I just let Azalea out into the cold snowy night. She's old, so she doesn't go far. I worry someday she won't come back. Then I'll have to suit up and head out there to find her in the dark. I know I'm 38 but it feels like a grown up's job to decide when its time for a beloved dog to go. I don't know if I'm up for it. Well, I know I have to be, but I want to do right by her. Rob thinks she knows she's mortal, that she's aware there is an end. I don't know. I have no idea what goes on in that head, in that soul.
She's been with us for 14 years, since she could fit in my pocket. I am accustomed to her presence in ways I don't even fathom. The girls love her, their fox-like brown dog. She catches snowballs, she chases the sled, now sometimes she wipes out and her back legs splay. She can't get up. She cries as she slides and she cries when I go pick up her hind part. I feel panic. Then as she walks away, wobbly, I feel like we're both a bit embarrassed.

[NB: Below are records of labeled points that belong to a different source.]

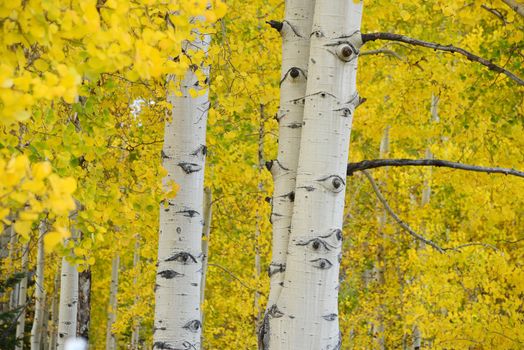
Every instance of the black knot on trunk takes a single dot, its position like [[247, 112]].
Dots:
[[276, 25]]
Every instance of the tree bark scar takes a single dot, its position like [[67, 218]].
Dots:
[[188, 213], [169, 274], [189, 168]]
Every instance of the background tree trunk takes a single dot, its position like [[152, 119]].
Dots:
[[111, 316], [306, 313], [295, 31], [179, 272], [22, 298], [36, 332], [84, 304]]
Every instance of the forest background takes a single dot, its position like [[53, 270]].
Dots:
[[83, 110]]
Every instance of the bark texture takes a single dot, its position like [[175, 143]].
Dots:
[[22, 298], [84, 304], [68, 306], [306, 313], [36, 332], [111, 317], [177, 310], [295, 31]]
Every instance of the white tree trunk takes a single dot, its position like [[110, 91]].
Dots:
[[36, 331], [135, 336], [208, 213], [306, 313], [111, 317], [54, 313], [68, 306], [295, 32], [22, 298], [177, 309]]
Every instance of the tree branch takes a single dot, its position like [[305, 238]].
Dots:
[[515, 6], [377, 163], [397, 219], [447, 48]]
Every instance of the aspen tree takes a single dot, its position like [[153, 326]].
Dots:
[[295, 31], [22, 298], [306, 313], [68, 306], [179, 273], [111, 317], [36, 331]]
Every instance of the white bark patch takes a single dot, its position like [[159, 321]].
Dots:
[[177, 294], [307, 306]]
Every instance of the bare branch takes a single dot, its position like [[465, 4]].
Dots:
[[515, 6], [383, 50], [447, 48], [235, 277], [397, 219], [377, 163], [495, 12]]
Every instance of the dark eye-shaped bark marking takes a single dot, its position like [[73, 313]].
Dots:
[[275, 312], [321, 263], [189, 213], [316, 244], [346, 111], [330, 317], [275, 268], [161, 345], [189, 168], [169, 274], [183, 258], [193, 326], [333, 183]]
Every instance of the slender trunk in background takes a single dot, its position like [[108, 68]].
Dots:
[[13, 300], [260, 188], [208, 213], [380, 265], [306, 313], [111, 316], [135, 336], [84, 304], [295, 31], [68, 307], [53, 331], [22, 298], [426, 195], [178, 322], [36, 331]]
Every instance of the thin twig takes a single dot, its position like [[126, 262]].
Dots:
[[383, 50], [447, 48], [397, 219], [377, 163]]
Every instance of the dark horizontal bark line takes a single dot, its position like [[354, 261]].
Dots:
[[378, 163], [447, 48]]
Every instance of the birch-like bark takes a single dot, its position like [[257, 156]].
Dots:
[[135, 335], [68, 306], [111, 316], [306, 314], [22, 298], [295, 31], [53, 331], [36, 331], [178, 322], [381, 261], [208, 212], [84, 304]]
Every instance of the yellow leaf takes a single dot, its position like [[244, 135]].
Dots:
[[51, 239]]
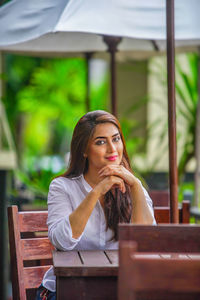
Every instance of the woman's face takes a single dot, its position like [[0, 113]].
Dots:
[[105, 147]]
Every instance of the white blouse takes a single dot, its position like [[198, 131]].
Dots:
[[65, 195]]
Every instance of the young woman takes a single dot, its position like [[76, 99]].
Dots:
[[98, 191]]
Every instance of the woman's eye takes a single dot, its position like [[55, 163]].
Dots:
[[100, 142], [117, 139]]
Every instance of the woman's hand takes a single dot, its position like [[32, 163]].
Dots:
[[108, 183], [119, 171]]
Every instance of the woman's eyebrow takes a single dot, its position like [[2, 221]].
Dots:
[[104, 137]]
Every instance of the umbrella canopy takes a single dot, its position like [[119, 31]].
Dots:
[[49, 26]]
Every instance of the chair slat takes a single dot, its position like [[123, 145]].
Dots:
[[28, 247], [162, 214], [33, 275], [33, 221], [34, 249]]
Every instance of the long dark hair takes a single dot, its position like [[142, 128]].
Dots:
[[117, 206]]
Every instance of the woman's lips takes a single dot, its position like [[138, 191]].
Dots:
[[112, 158]]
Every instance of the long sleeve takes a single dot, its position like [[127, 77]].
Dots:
[[59, 209]]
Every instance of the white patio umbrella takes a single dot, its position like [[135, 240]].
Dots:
[[62, 27], [49, 26]]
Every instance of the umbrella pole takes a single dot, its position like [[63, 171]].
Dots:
[[112, 43], [88, 57], [173, 173]]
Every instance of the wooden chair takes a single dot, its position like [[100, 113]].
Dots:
[[31, 257], [162, 213], [159, 197], [162, 238], [156, 278]]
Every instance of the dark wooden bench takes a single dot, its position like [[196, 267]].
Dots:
[[162, 213], [30, 257], [156, 278], [162, 238]]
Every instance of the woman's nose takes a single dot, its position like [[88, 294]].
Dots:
[[111, 147]]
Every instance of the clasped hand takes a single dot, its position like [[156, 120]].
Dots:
[[115, 176]]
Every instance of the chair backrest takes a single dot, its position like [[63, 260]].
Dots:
[[162, 238], [156, 278], [162, 213], [30, 250]]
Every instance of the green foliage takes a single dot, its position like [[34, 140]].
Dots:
[[44, 100], [186, 107]]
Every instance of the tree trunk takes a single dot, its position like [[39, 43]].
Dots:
[[197, 145]]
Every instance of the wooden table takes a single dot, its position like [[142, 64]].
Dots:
[[93, 274], [86, 274]]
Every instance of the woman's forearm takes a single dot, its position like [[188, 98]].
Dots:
[[141, 213], [79, 217]]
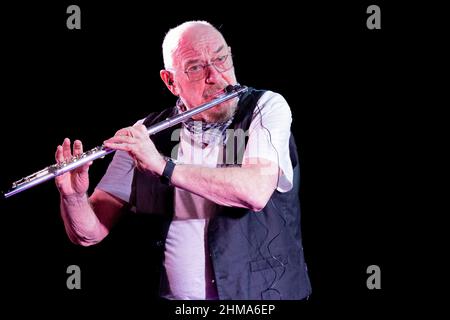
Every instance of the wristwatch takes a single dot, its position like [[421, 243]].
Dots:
[[167, 173]]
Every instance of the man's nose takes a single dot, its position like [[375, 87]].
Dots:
[[212, 74]]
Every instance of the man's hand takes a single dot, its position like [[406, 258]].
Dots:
[[75, 182]]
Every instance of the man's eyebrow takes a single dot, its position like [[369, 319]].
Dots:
[[220, 49]]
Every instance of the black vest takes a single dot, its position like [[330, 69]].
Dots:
[[255, 255]]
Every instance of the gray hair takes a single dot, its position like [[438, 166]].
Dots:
[[172, 40]]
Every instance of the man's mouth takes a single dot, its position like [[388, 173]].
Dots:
[[215, 95]]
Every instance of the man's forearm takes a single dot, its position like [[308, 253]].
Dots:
[[248, 187], [80, 221]]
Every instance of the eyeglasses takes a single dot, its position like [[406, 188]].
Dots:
[[198, 71]]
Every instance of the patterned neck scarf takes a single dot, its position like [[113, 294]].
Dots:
[[203, 132]]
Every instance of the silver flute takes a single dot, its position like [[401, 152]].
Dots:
[[101, 151]]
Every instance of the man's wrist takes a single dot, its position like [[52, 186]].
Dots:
[[166, 175]]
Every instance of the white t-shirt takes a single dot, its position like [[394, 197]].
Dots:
[[187, 263]]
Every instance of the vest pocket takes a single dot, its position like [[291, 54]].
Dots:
[[269, 262]]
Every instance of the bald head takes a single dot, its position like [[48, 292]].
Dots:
[[187, 36]]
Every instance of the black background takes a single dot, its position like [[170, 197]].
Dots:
[[344, 86]]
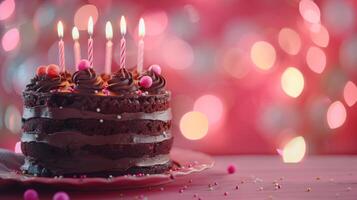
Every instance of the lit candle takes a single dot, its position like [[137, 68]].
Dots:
[[141, 45], [76, 46], [90, 41], [122, 42], [61, 46], [109, 47]]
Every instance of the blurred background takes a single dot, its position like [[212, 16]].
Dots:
[[248, 77]]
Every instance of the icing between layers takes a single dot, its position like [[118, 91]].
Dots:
[[158, 82], [87, 81], [74, 139], [122, 82], [70, 113], [46, 83], [86, 163]]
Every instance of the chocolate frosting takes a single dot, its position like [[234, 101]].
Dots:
[[87, 81], [122, 82], [46, 83], [158, 82]]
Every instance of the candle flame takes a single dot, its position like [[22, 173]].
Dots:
[[294, 151], [108, 30], [122, 25], [141, 28], [60, 29], [75, 33], [90, 25]]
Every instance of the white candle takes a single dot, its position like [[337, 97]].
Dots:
[[122, 42], [61, 57], [76, 46], [109, 47], [141, 45], [90, 41]]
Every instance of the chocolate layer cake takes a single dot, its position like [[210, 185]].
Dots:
[[79, 124]]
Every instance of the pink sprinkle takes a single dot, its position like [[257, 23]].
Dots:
[[156, 69], [61, 196], [231, 169], [145, 81], [31, 194], [83, 64]]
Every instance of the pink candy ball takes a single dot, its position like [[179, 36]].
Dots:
[[61, 196], [156, 69], [231, 169], [83, 64], [145, 81], [31, 194]]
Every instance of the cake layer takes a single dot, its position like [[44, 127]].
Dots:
[[131, 103], [32, 167], [94, 126], [45, 151]]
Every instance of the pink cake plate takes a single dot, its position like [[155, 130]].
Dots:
[[190, 162]]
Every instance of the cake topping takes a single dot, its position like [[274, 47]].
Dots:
[[51, 80], [86, 80], [145, 81], [158, 82], [122, 82], [155, 68]]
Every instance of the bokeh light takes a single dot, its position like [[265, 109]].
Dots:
[[294, 151], [11, 39], [13, 119], [319, 35], [194, 125], [289, 41], [309, 11], [7, 7], [336, 115], [211, 106], [17, 148], [235, 63], [316, 59], [350, 93], [339, 16], [292, 82], [155, 22], [263, 55], [82, 16], [174, 47]]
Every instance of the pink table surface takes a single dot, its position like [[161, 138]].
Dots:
[[326, 177]]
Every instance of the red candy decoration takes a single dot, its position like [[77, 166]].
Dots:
[[145, 81], [41, 70], [83, 64], [231, 169], [52, 70], [156, 69], [30, 194], [61, 196]]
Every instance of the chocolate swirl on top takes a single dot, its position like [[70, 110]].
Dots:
[[46, 83], [87, 81], [158, 82], [122, 82]]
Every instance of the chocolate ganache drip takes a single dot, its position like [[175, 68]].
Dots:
[[87, 81], [46, 83], [158, 82], [122, 82]]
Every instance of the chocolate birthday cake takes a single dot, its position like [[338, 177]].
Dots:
[[82, 124]]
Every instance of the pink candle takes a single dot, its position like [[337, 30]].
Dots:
[[109, 48], [141, 45], [76, 47], [61, 57], [122, 42], [90, 41]]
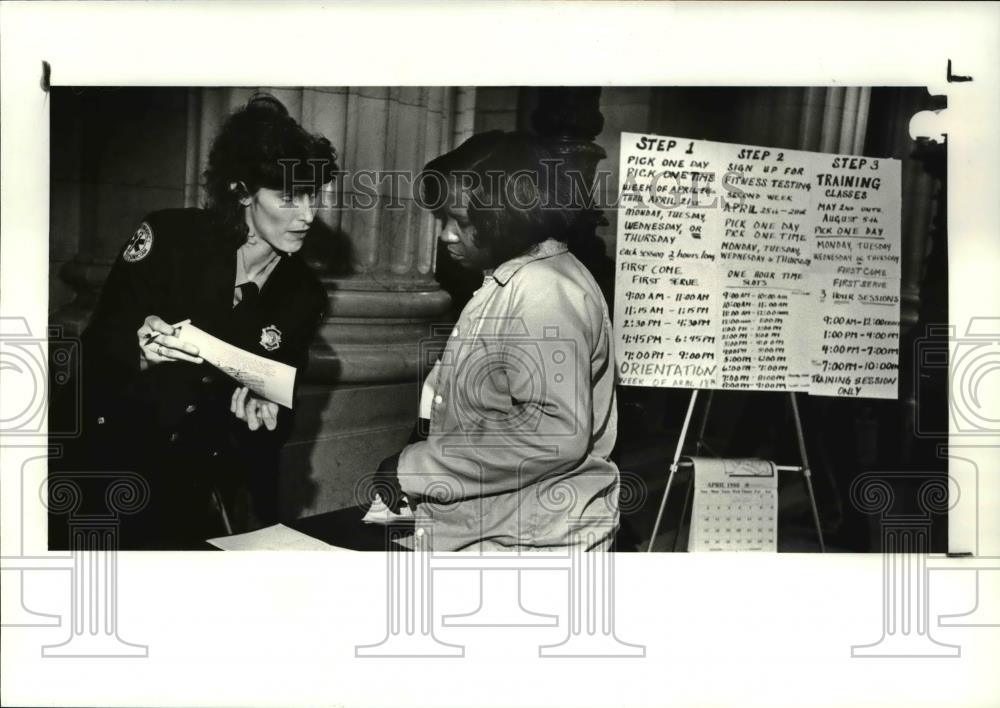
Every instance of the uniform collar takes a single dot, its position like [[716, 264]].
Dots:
[[545, 249]]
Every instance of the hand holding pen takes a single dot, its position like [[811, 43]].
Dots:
[[159, 344]]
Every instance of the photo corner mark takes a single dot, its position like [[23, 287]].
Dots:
[[956, 78]]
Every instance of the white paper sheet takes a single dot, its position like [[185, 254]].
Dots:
[[268, 379], [273, 538], [735, 506]]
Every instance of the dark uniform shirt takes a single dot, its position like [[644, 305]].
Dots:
[[172, 422]]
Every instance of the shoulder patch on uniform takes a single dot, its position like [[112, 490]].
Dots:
[[140, 244], [270, 338]]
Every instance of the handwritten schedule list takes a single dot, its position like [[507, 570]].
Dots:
[[755, 268]]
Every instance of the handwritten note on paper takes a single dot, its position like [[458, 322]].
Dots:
[[273, 538], [268, 379], [735, 506], [731, 259]]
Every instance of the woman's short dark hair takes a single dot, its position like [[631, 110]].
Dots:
[[262, 146], [517, 196]]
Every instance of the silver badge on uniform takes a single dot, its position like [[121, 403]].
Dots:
[[140, 244], [270, 338]]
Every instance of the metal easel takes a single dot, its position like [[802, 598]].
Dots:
[[700, 444]]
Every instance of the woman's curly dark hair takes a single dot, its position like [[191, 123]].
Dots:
[[257, 145]]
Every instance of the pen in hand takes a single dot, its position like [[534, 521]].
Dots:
[[153, 335]]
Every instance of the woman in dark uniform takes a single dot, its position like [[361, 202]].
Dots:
[[150, 403]]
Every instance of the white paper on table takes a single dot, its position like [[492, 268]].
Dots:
[[379, 513], [273, 538], [268, 379]]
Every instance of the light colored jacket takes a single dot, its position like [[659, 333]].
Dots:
[[523, 416]]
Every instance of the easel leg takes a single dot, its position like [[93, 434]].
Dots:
[[805, 469], [699, 445], [673, 469]]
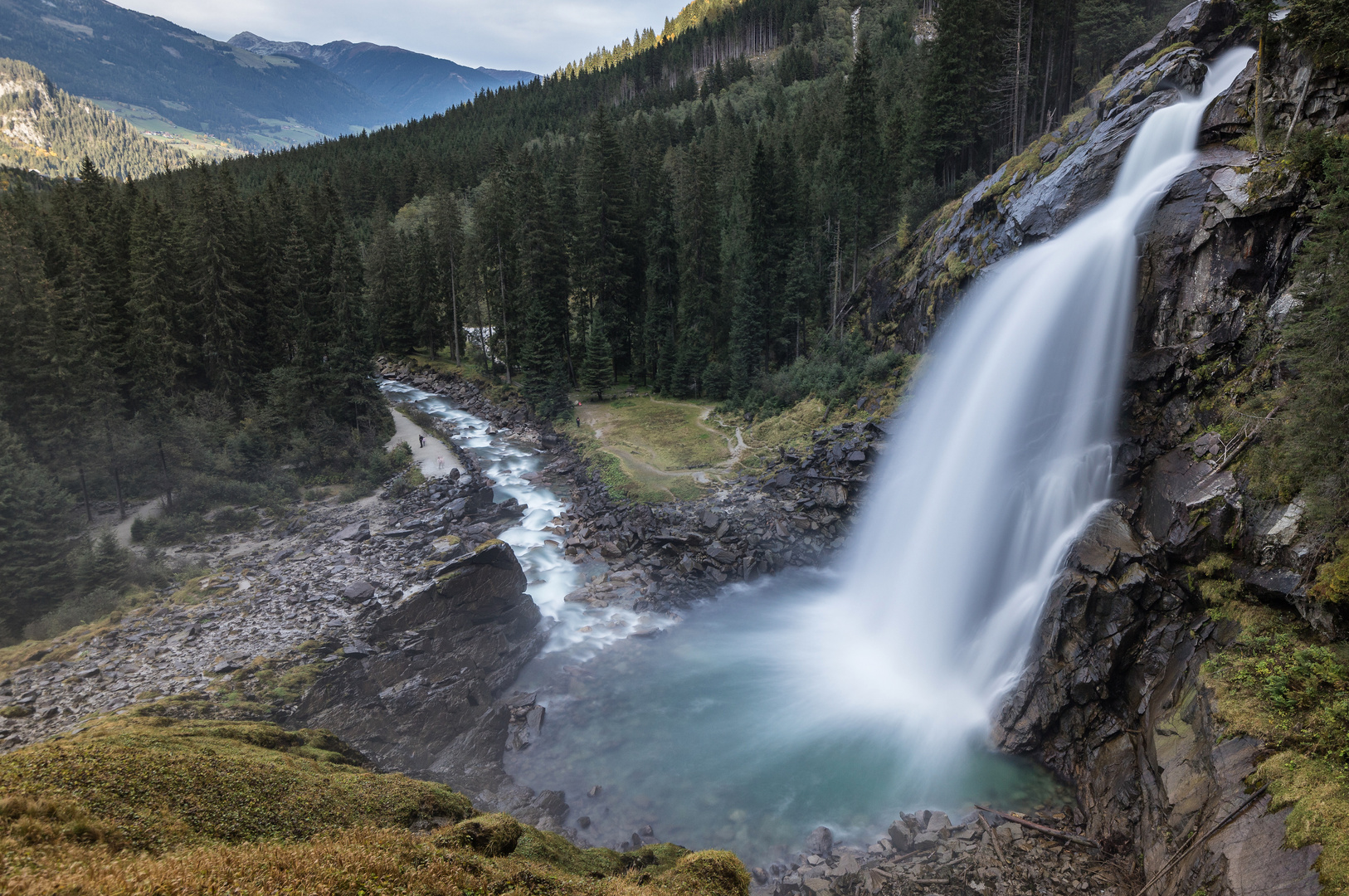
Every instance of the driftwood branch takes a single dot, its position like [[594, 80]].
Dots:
[[993, 835], [1200, 840], [1228, 456], [1071, 838]]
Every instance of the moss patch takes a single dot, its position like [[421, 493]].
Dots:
[[1318, 792], [146, 805], [1279, 683]]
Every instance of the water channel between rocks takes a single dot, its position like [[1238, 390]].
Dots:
[[685, 734]]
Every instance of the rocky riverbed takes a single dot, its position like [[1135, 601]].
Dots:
[[928, 853]]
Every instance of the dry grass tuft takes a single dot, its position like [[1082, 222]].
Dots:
[[149, 806]]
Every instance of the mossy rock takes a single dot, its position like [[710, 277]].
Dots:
[[491, 835], [713, 872]]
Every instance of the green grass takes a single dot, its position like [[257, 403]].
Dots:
[[665, 433], [1280, 683], [142, 803]]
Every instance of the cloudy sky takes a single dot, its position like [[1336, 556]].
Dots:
[[534, 36]]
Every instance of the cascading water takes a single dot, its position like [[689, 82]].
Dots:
[[842, 697], [1000, 459]]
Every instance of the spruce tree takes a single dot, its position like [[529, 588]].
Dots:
[[598, 370], [34, 536], [602, 247]]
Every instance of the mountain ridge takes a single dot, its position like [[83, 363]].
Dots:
[[409, 84], [47, 131], [103, 51]]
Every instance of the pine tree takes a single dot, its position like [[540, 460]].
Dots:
[[448, 226], [598, 370], [544, 277], [222, 301], [157, 346], [861, 144], [661, 288], [34, 534], [602, 251]]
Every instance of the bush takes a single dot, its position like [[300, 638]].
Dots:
[[834, 373], [73, 611]]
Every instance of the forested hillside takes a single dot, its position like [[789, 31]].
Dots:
[[711, 202], [200, 347], [105, 51], [49, 131], [695, 217]]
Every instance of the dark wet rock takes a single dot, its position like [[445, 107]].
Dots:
[[359, 592], [433, 713], [1112, 697], [821, 841], [355, 532]]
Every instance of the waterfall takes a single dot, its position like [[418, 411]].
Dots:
[[999, 459]]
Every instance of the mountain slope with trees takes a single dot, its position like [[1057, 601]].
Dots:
[[100, 50], [721, 191], [46, 129], [411, 85]]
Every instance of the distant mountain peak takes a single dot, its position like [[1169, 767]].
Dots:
[[411, 84]]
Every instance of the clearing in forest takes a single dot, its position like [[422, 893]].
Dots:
[[661, 443]]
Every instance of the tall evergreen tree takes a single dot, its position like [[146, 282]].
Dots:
[[602, 243], [598, 372], [34, 536]]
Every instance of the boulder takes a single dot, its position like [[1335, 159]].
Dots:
[[446, 548], [821, 841], [834, 494], [359, 592], [355, 532]]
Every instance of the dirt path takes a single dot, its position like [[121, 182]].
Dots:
[[148, 510], [597, 415], [435, 459]]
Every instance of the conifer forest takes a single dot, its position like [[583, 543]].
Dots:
[[692, 212]]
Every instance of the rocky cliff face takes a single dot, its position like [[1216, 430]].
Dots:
[[1113, 697]]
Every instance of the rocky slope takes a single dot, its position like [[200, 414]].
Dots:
[[668, 555], [1113, 698]]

I've checked for her twice now and she's not there. I know she'll come to the door when she's ready. She's so totally deaf now, it's not worth calling for her.
I know I can deal with alot of emotional and physical intensity because I am a labor and delivery nurse. I think I'm pretty tough, but in some ways it seems like Azalea is the grown-up. I don't want to be watching her age and decline faster than me. She is solid, content, accepting, protective of her boundaries and loving. All things I strive to be.
I check again and there she is. Looking up at me as I open the door, thundering up the stairs and bounding into the living room on old legs because she knows it's time for a bone and a sleep by the woodstove.